Bayburt'ta, Anadolu medeniyetlerinin yaşam tarzını, yöresel geleneklerini ve kültürel dokusunu gelecek kuşaklara aktarmak amacıyla kurulan Kenan Yavuz Etnografya Müzesi doğasıyla da ziyaretçilerini hayran bırakıyor.
İş insanı Kenan Yavuz, doğup büyüdüğü Beşpınar köyünde 2013 yılında 4 bin 500 metrekare kapalı, 10 bin 500 metrekare açık alan olmak üzere toplam 15 bin metrekare üzerinde kültür evi kurdu. Yaklaşık 6 yıl kültür evi olarak hizmet veren mekan, gelişimini büyük ölçüde tamamlayarak 2019'da "Resmi Özel Müze" statüsü kazandı.

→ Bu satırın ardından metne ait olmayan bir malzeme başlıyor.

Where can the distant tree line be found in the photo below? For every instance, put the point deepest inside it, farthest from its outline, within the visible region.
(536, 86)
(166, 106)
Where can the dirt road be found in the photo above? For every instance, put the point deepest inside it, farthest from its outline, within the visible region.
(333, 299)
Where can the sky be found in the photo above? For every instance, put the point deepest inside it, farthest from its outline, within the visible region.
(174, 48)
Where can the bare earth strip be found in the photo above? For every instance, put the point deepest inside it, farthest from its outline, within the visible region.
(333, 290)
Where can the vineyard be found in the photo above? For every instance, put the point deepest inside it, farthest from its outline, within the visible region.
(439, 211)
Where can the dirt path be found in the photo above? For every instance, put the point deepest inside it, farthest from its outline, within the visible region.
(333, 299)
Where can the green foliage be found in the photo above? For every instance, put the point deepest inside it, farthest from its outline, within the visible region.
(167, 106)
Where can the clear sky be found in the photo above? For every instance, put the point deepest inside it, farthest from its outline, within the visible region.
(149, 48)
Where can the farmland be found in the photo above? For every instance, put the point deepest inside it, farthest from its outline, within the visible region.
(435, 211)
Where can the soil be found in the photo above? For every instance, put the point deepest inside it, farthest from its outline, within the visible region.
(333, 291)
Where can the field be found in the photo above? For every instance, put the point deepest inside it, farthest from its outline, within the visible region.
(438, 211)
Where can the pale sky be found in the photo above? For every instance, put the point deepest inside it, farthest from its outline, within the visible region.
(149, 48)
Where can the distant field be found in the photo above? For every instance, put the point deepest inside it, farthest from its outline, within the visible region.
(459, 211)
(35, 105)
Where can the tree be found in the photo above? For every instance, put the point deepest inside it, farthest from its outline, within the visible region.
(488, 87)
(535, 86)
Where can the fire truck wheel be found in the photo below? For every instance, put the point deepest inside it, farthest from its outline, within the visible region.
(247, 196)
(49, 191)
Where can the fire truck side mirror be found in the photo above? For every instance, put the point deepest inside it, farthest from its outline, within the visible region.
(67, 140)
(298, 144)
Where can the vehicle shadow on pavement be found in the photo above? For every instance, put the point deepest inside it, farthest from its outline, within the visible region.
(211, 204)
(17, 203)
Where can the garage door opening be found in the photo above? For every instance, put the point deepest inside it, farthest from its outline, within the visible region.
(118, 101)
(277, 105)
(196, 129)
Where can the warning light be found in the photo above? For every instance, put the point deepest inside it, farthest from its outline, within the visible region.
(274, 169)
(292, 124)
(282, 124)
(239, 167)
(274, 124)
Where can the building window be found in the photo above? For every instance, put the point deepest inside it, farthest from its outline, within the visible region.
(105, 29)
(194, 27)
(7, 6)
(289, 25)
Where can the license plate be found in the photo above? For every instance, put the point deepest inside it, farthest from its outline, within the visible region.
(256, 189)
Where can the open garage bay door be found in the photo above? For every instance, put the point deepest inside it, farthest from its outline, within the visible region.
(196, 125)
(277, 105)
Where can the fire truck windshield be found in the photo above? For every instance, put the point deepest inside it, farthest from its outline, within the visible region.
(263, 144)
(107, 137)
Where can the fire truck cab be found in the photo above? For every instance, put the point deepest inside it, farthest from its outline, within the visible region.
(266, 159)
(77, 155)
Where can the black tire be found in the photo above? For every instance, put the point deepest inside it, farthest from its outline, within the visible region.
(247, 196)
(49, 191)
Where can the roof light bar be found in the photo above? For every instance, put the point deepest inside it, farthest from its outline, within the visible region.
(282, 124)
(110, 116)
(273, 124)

Kentin en önemli kültür ve turizm noktalarından olan ve uluslararası platformlarda önemli ödüller de kazanan müze, ayrıca deneyim turizminde özgün örnekler ortaya koyması nedeniyle Kültür ve Turizm Bakanlığı 2022 Özel Ödülü'ne de layık görüldü.
Müze, güzergahta yer alan Demirözü Barajı, Satala Antik Kenti, Otlukbeli Gölü, Yakupabdal Tabiat Parkı'yla da adeta bir turizm aksı oluştururken konuklarına ferah ortamda şehrin gürültüsünden uzaklaşma, doğayla iç içe vakit geçirme fırsatı sunuyor.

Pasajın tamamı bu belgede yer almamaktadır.